Jeremy Barnes

Personal information
- Full name: Jeremy Paul Blissard Barnes
- Born: 23 March 1970 (age 56) Orpington, London, England
- Nickname: Jez
- Batting: Right-handed
- Role: Wicket-keeper

Domestic team information
- 1998–1999: Oxford University

Career statistics
| Competition | First-class |
| Matches | 11 |
| Runs scored | 248 |
| Batting average | 20.66 |
| 100s/50s | 0/0 |
| Top score | 45 |
| Catches/stumpings | 14/0 |
- Source: Cricinfo, 23 March 2021

= Jeremy Barnes (cricketer) =

English cricketer (born 1970)

Reverend Jeremy Paul Blissard "Jez" Barnes (born 23 March 1970) is an English clergyman and former first-class cricketer.
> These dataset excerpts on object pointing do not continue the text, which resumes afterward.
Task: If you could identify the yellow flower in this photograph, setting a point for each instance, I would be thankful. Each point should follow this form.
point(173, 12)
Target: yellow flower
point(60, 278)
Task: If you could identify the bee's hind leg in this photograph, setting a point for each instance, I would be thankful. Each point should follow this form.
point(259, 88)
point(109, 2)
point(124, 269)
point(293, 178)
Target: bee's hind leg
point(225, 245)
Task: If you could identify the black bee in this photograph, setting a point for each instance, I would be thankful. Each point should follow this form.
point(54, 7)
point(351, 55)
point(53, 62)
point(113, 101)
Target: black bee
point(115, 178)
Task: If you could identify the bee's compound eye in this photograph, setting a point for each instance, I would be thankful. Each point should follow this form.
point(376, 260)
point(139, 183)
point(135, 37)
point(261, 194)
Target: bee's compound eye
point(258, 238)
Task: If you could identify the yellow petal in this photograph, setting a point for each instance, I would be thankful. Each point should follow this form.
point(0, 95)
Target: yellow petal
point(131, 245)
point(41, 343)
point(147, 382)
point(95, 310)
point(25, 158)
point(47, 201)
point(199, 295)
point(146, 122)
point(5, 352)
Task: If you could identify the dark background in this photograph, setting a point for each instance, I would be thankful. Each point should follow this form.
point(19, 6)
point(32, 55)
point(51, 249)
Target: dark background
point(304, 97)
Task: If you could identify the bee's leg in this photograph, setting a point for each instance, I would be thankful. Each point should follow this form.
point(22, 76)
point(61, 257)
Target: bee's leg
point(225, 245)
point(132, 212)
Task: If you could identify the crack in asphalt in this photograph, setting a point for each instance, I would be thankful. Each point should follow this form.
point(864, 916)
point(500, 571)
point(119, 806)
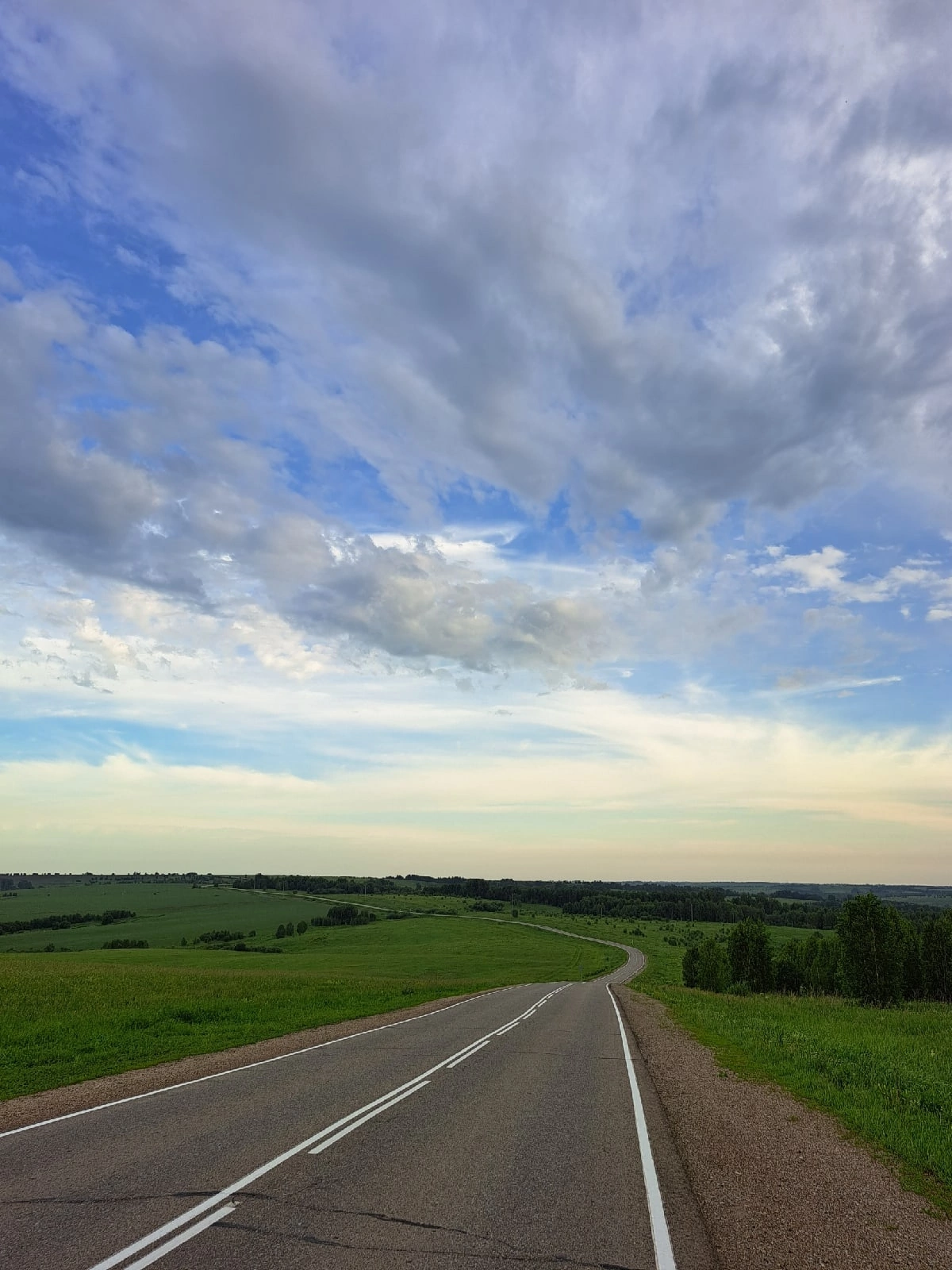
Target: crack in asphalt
point(537, 1259)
Barnes was a right-handed batsman who played as a wicket-keeper.

Barnes was born at Orpington, Kent, in March 1970, before growing up in Herefordshire and Dorset. He was educated at Canford School, before reading economics and politics at the University of Southampton.

He later worked in management consultancy, prior to studying theology at Wycliffe Hall, Oxford.

Whilst at Oxford, he made his first-class debut for Oxford University against Worcestershire at Oxford in 1998. He played first-class cricket for Oxford until 1999, making a total of eleven first-class appearances. In his eleven first-class matches, he scored 248 runs at an average of 20.66, with a high score of 45. Behind the stumps he took 14 catches.

After graduating from Oxford, he was ordained as a Church of England clergyman. He initially served as the assistant curate of Holy Trinity Brompton until 2006, after which he became the assistant vicar at St Paul's Church, Shadwell. In 2009, he was appointed as the vicar of St Stephen's, Twickenham.